Google couldn’t make its own home energy management platform work. So rather than try to invent its way back into the burgeoning market, the internet giant decided to buy its way in.
Google just announced that it will buy Nest Labs — the intelligent thermostat and smoke detector company founded by former Apple engineers — for $3.2 billion in cash.
We’ve compiled initial reactions from investors, bloggers and consumers here.
We recently reported on speculation that Nest was nearing closure of a $150 million financing round that would value the company at $2 billion. Turns out it was a full-on acquisition from Google that values Nest at more than $3 billion.
Larry Page, Google’s CEO, issued an excited quote in the announcement: “Nest’s founders, Tony Fadell and Matt Rogers, have built a tremendous team that we are excited to welcome into the Google family. They’re already delivering amazing products you can buy right now — thermostats that save energy and smoke/CO alarms that can help keep your family safe. We are excited to bring great experiences to more homes in more countries and fulfill their dreams!”
Before starting Nest, Fadell and Rogers were engineers who worked on the iPod and iPhone. They now bring their Apple-influenced design philosophy to Google, which tried unsuccessfully in 2009 to break into the residential energy monitoring sector with its PowerMeter.

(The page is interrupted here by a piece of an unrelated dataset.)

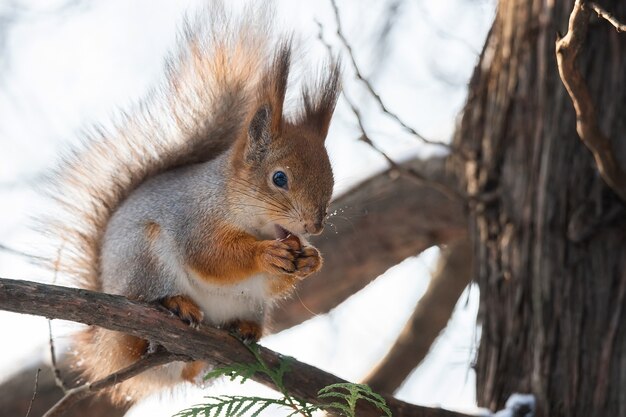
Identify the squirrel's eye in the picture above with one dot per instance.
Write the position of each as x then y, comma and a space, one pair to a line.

Rather than produce an overly complicated monitoring system, Nest broke into the market by producing a simple, sleek thermostat that was more attractive to consumers. The strategy paid off. Nest has been shipping tens of thousands of thermostats each month and recently released a new smoke detector based on the same learning algorithms.
GTM President Rick Thompson commented on the Google acquisition: “This is a highly impressive exit. I’ve got to believe they have a lot more up their sleeve that the public isn’t aware of to warrant such a valuation. I’m hoping this turns out to be a good pairing and looking forward to what this can mean for the nascent but growing connected home market at the grid edge.”
The partnership will create plenty of channels for Nest, which will now be able to beef up its engineering team and use Google’s reach to sell and monitor its products in new ways.
Google has also been toying with its Android @Home concept to connect smart devices onto an internet-of-things platform. But it hasn’t publicly announced much since the idea was first announced two years ago. Nest’s products may add some muscle to that effort.
As the story went to press, GTM analysts were busy (jokingly) speculating on what “unloved” products in the home Google will help Nest tackle next.
– Extension cords
– Circuit breakers
– Door knobs
– Plug outlets
– Exit signs
Nest will operate as its own brand after the acquisition is finalized “in the next few months,” according to Google. We’ll have more on the story as details emerge.
According to GTM Research, the home energy management market was valued at $1.5 billion in 2013. That includes hardware, software, subscriptions and residential demand response programs.
UPDATE: Nest has a post from Tony Fadell on the company’s blog. Below is an excerpt:
So if things are going so well, why did we decide to partner with Google?
Google will help us fully realize our vision of the conscious home and allow us to change the world faster than we ever could if we continued to go it alone. We’ve had great momentum, but this is a rocket ship.
Google has the business resources, global scale and platform reach to accelerate Nest growth across hardware, software and services for the home globally. And our company visions are well aligned – we both believe in letting technology do the hard work behind the scenes so people can get on with the things that matter in life. Google is committed to helping Nest make a difference and together, we can help save more energy and keep people safe in their homes.
This decision wasn’t made on a whim – Google has been in the mix in some way or another for about three years of our almost four-year history. In fact, my first meeting with Google as a Nester was before we’d launched. At the 2011 TED Conference, Erik Charlton and I huddled in a corner with Sergey Brin to show him a video and an early model of the Nest Learning Thermostat – he instantly got what we were doing and so did the rest of the Google team when we showed them. In May 2011, Google Ventures led our Series B round of financing, and in 2012, Series C. Time and time again, Googlers have shown themselves to be incredibly like-minded, supportive and as big of dreamers as we are. I know that joining Google will be an easy transition because we’re partnering with a company that gets what we do and who we are at Nest –and wants us to stay that way.
Nest will continue to be Nest, with its own distinct brand identity. We will continue to reimagine and reinvent the unloved products that proliferate in our homes, just as we have since we started. We are simply going to get our products into the hands of people around the world – faster.